Comparison is perhaps the most important stage in the analysis of emotions – thanks to it we not only find out what the text is like, but also how it compares with others. We can compare directly – as we did when writing about lipsticks and lipsticks. Then we were interested in which of the topics has an advantage in terms of positive emotions and whether this difference is statistically significant. However, comparing several or a dozen or so different cosmetic brands cannot be done in this way, it would not be the correct approach. That is why in the text about beauty companies we used a comparison to the average – we needed some kind of background measurement, so-called baseline. This approach will be useful, for example, when comparing shops and brands. We then answer the question which brand has better or worse results than most of the industry.
The most general type of baseline would be the sum of emotions that characterize not only the domain, portal or texts of a given author, but simply language. In linguistics, the so-called Polyanna effect is known, which is that there are more positive than negative expressions in every language. Not only in the dictionary, but also in what we say – this effect expresses quite a general tendency of our minds to spend time and energy rather on pleasant things. In our research we very often see this tendency – joys and trust are emotions that appear in the greatest intensity not only in advertising. The fact that language has its emotional mean all the more reason to draw conclusions only based on comparison and not on the measurement itself.

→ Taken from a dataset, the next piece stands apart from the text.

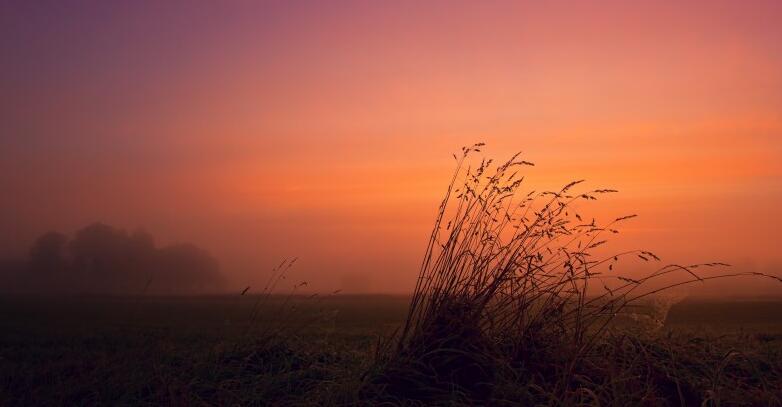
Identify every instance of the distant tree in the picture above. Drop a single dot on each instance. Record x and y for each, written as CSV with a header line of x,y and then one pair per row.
x,y
101,258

Third stage: trends. What do emotions do?
The analysis of emotions is also about tracking changes in time, i.e. monitoring emotions. We can check whether sadness or revulsion show a growing trend, i.e. there are more and more of them in statements on a given topic or in the opinions of customers. If we notice a trend, which is statistically significant, we can predict what will happen in the future and if by chance it does not mean an impending crisis (depending on the slope of the trend line).
At this stage it is also possible to go beyond the data from the Sentimenti tools. We started with something simple, accessible and yet untouched by others – we compared the emotional temperatures of mentions of listed companies with the prices of their shares, published publicly. Sentistock is great, it allows you to determine what the investor mood really is and how it translates into stock market fluctuations.
This part of the analysis of emotions depends entirely on who and for what purpose wanted to examine the overtones of the text, the notes, the conversation. We have also managed to show which emotions correlate positively with reactions on Facebook and Twitter – that is, how to write, so that the observers would like to like or comment on the post. However, we might as well ask how emotions correlate with remembering information from the text. Studies on the psychology of emotions, including those conducted by our colleagues from LOBI, indicate that the overtones of the text have an impact on what and how well we remember. Correlation between customer feedback and online store sales? Our tools are designed for this type of research.
Why so many stages?
Emotions were not created for themselves. This is our advisory mechanism: they tell us what action to take. Tversky and Kahneman did not receive the Nobel Prize for their research, but for showing that the consumer, including the stock market, is not rational. This statement tells us two things:
- emotions shape the market,
- we need good tools and methods to study this impact.
Trying to understand the emotions “on the eye” we won’t know more than the average customer wanting to buy a new computer, reading all the available reviews and then deciding on the brand for which he or she has (and had) the warmest feelings. Maintaining scientific standards, checking whether differences and trends are statistically significant and even better correlate with other, harder indicators is the best way to find out. After all, we live in the era of big data and data analysis.